I would agree with what has been said. It is place where godliness is exemplified, and therefore 'caught' as well. It was a great place to study and I would go again in one minute! 

Every lecture makes you love Jesus Christ more and more.


----------



## ClayPot (May 8, 2009)

yeutter said:


> Puritan Reformed has a more pietist orientation then most of the other Reformed Seminaries.



What does it mean for PRTS to be pietist? I did some searches but didn't come up with anything definitive.


----------



## yeutter (May 9, 2009)

jpfrench81 said:


> yeutter said:
> 
> 
> > Puritan Reformed has a more pietist orientation then most of the other Reformed Seminaries.
> ...


Pastor Lewis has clarified it from their understanding as an emphasis on experiential Calvinism.
The Grand Rapids area has two very fine conservative reformed seminaries; Puritan Reformed and Protestant Reformed. It is this emphasis that distinguishes Puritan Reformed.

-----Added 5/9/2009 at 06:16:52 EST-----



JOwen said:


> Some have labeled us "neo-puritans", and if this is taken in the strictest sense of the phrase (heirs of the Puritans, rather than pietists), then that could very well describe our school.
> 
> From the academic catalogue:
> 
> ...


This emphasis is also clear in the kind of books their publishing arm reprints.


----------



## jawyman (May 9, 2009)

Guido's Brother said:


> I'm at the airport right now waiting to catch a flight to Grand Rapids. I'm taking a course next week at PRTS. I'll let you know how it went...

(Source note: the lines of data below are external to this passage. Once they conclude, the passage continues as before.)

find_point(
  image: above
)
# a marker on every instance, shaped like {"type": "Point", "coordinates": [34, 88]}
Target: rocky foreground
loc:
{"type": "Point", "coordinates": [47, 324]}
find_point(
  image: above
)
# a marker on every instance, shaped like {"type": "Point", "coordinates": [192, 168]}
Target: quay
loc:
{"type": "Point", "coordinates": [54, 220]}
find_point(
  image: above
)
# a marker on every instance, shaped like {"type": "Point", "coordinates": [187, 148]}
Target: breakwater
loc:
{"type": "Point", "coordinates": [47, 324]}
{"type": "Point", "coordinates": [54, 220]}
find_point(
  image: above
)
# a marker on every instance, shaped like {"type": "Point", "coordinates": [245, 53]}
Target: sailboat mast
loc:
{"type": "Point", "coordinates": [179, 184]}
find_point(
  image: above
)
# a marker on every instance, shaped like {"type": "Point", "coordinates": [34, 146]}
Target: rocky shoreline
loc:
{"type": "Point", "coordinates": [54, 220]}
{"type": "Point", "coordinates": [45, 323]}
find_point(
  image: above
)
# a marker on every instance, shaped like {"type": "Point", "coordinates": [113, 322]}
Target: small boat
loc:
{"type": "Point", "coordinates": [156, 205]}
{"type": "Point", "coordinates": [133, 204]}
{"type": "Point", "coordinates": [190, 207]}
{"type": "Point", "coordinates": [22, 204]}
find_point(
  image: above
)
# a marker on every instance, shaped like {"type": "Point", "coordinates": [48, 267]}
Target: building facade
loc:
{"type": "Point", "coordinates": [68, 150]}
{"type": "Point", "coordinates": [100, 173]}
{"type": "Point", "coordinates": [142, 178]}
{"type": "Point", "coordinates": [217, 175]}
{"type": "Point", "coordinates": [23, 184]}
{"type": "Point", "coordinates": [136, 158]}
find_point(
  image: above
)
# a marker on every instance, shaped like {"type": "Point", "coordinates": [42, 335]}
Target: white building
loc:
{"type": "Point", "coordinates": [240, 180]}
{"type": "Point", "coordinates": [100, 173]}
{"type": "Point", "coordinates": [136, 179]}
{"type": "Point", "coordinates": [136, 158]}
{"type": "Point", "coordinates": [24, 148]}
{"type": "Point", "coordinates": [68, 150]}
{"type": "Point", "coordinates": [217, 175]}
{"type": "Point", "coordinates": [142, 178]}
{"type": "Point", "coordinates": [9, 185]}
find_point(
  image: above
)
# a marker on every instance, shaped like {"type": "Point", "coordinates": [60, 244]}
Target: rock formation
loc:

I look forward to meeting you next week, Wes.


----------



## kvanlaan (May 9, 2009)

Is Jerry Bilkes the father of Rev. Lawrence Bilkes? Surely they're related. Lawrence Bilkes is a fine pastor in Dundas, Ontario, about five minutes from where I work.


----------



## jawyman (May 9, 2009)

kvanlaan said:


> Is Jerry Bilkes the father of Rev. Lawrence Bilkes? Surely they're related. Lawrence Bilkes is a fine pastor in Dundas, Ontario, about five minutes from where I work.



Jerry is Lawrence's son.


----------



## kvanlaan (May 9, 2009)

What!? The Lawrence I know is a young-ish man (maybe 35 or so). Please tell me there's not a 15-yr-old Bilkes teaching at the seminary; that would be too wierd.


----------



## N. Eshelman (May 9, 2009)

kvanlaan said:


> What!? The Lawrence I know is a young-ish man (maybe 35 or so). Please tell me there's not a 15-yr-old Bilkes teaching at the seminary; that would be too wierd.



No. Jerry is Lawrence's brother. The father, (also Dr. Bilkes) is the father. His name is Laurens.


----------



## JOwen (May 10, 2009)

L.W Bilkes is Sr. L.J Bilkes is Jr.

Reactions: Like 1


----------